Medications While Pregnant
The research on the use of psychiatric medications during pregnancy is limited. The risks are different depending on what medication is taken, and at what point during the pregnancy the medication is taken. Research has shown that antidepressants, especially SSRIs, are safe during pregnancy. Birth defects or other problems are possible, but they are very rare.
However, antidepressant medications do cross the placental barrier and may reach the fetus. Some research suggests the use of SSRIs during pregnancy is associated with miscarriage or birth defects, but other studies do not support this. Studies have also found that fetuses exposed to SSRIs during the third trimester may be born with “withdrawal” symptoms such as breathing problems, jitteriness, irritability, trouble feeding, or hypoglycemia (low blood sugar).
Most studies have found that these symptoms in babies are generally mild and short-lived, and no deaths have been reported. On the flip side, women who stop taking their antidepressant medication during pregnancy may get depression again and may put both themselves and their infant at risk.
In 2004, the FDA issued a warning against the use of certain antidepressants in the late third trimester. The warning said that doctors may want to gradually taper pregnant women off antidepressants in the third trimester so that the baby is not affected. After a woman delivers, she should consult with her doctor to decide whether to return to a full dose during the period when she is most vulnerable to postpartum depression.
Because there is a risk of birth defects with some psychotropic medications during early pregnancy, a woman who is taking such medication and wishes to become pregnant should discuss her plans with her doctor. In general, it is desirable to minimize or avoid the use of medication during early pregnancy. If a woman on medication discovers that she is pregnant, she should contact her doctor immediately. She and the doctor can decide how best to handle her therapy during and following the pregnancy. Some precautions that should be taken are:
- If possible, lithium should be discontinued during the first trimester (first 3 months of pregnancy) because of an increased risk of birth defects.
- If the patient has been taking an anticonvulsant such as carbamazepine (Tegretol) or valproic acid (Depakote) – both of which have a somewhat higher risk than lithium – an alternate treatment should be used if at all possible. The risks of two other anticonvulsants, lamotrigine (Lamictal) and gabapentin (Neurontin) are unknown. An alternative medication for any of the anticonvulsants might be a conventional antipsychotic or an antidepressant, usually an SSRI. If essential to the patient’s health, an anticonvulsant should be given at the lowest dose possible. It is especially important when taking an anticonvulsant to take a recommended dosage of folic acid during the first trimester.
- Benzodiazepines are not recommended during the first trimester.

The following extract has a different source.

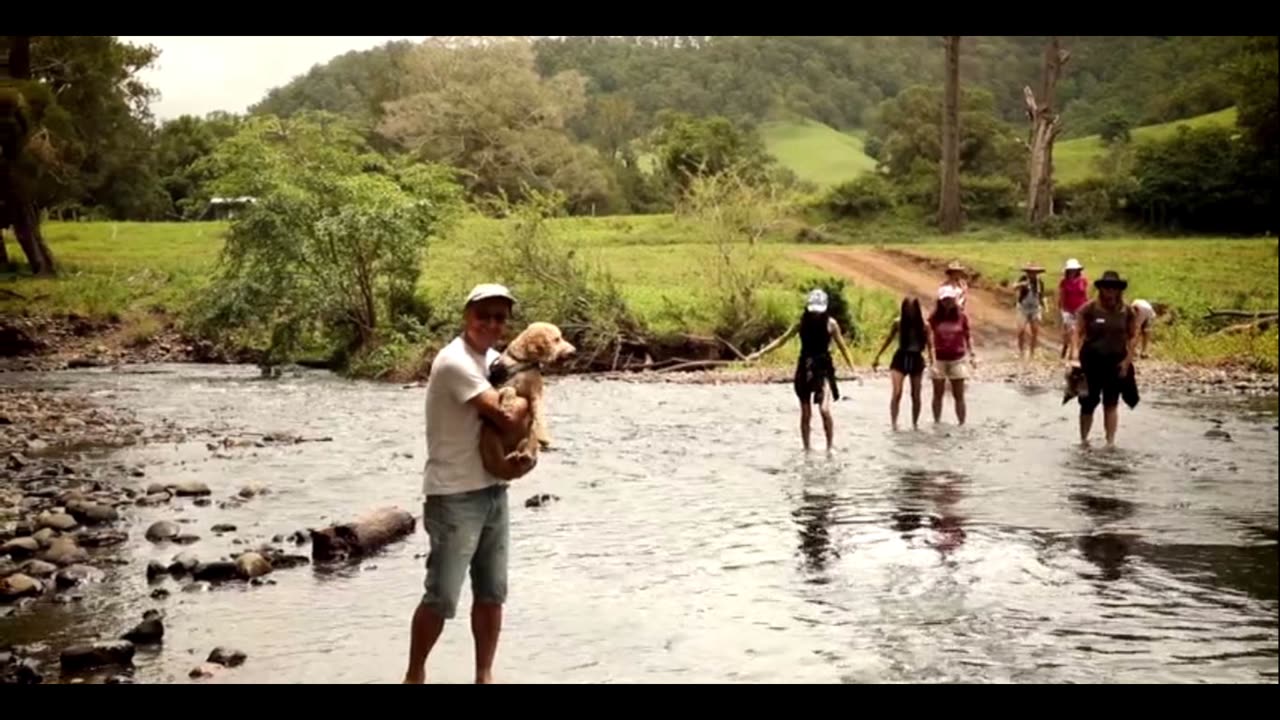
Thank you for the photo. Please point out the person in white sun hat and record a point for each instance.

The decision to use a psychotropic medication should be made only after a careful discussion between the woman, her partner, and her doctor about the risks and benefits to her and the baby. If, after discussion, they agree it best to continue medication, the lowest effective dosage should be used, or the medication can be changed. For a woman with an anxiety disorder, a change from a benzodiazepine to an antidepressant might be considered. Cognitive-behavioral therapy may be beneficial in helping an anxious or depressed person to lower medication requirements. For women with severe mood disorders, a course of electroconvulsive therapy (ECT) is sometimes recommended during pregnancy as a means of minimizing exposure to riskier treatments.

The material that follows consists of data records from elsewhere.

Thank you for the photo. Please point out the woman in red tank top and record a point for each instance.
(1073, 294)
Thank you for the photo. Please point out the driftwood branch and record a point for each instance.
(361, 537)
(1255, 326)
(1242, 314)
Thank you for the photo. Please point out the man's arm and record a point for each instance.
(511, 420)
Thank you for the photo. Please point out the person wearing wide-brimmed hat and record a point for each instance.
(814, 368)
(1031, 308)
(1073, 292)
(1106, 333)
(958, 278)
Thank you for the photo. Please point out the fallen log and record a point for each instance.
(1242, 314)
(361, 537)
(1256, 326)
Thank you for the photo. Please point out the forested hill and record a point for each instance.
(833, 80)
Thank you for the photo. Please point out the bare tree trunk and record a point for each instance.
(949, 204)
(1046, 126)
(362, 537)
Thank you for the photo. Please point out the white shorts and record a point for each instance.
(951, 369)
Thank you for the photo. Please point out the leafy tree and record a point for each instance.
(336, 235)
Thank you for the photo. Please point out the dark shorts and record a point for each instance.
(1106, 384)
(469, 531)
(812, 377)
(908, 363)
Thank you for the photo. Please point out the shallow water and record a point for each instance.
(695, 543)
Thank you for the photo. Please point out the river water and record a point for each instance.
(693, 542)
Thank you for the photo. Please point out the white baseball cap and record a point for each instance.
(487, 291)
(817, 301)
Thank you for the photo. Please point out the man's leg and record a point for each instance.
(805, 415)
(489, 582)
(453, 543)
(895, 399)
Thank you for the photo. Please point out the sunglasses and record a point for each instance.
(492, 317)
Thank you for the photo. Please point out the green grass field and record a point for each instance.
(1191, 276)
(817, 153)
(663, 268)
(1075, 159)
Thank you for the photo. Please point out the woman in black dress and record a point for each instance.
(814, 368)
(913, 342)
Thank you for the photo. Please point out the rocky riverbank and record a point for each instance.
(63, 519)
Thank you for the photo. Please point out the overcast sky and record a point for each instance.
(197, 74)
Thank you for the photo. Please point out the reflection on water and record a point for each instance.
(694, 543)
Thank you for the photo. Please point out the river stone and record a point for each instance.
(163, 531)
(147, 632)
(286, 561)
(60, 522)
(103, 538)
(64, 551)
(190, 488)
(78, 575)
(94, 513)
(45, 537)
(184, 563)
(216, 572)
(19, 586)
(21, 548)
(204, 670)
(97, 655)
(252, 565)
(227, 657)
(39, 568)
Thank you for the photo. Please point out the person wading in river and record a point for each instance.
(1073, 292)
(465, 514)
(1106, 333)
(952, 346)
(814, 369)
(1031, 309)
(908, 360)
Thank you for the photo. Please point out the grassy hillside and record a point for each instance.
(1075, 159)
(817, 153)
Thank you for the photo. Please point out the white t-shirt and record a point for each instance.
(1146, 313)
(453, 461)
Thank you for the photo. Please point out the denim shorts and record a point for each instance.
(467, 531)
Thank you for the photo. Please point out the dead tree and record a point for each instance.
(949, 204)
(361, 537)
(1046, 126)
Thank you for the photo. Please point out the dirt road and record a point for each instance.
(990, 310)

After the baby is born, there are other considerations. Women with bipolar disorder are at particularly high risk for a postpartum episode. If they have stopped medication during pregnancy, they may want to resume their medication just prior to delivery or shortly thereafter. They will also need to be especially careful to maintain their normal sleep-wake cycle. Women who have histories of depression should be checked for recurrent depression or postpartum depression during the months after the birth of a child.
Women who are planning to breastfeed should be aware that small amounts of medication pass into the breast milk. In some cases, steps can be taken to reduce the exposure of the nursing infant to the mother’s medication, for instance, by timing doses to post-feeding sleep periods. The potential benefits and risks of breastfeeding by a woman taking psychotropic medication should be discussed and carefully weighed by the patient and her physician.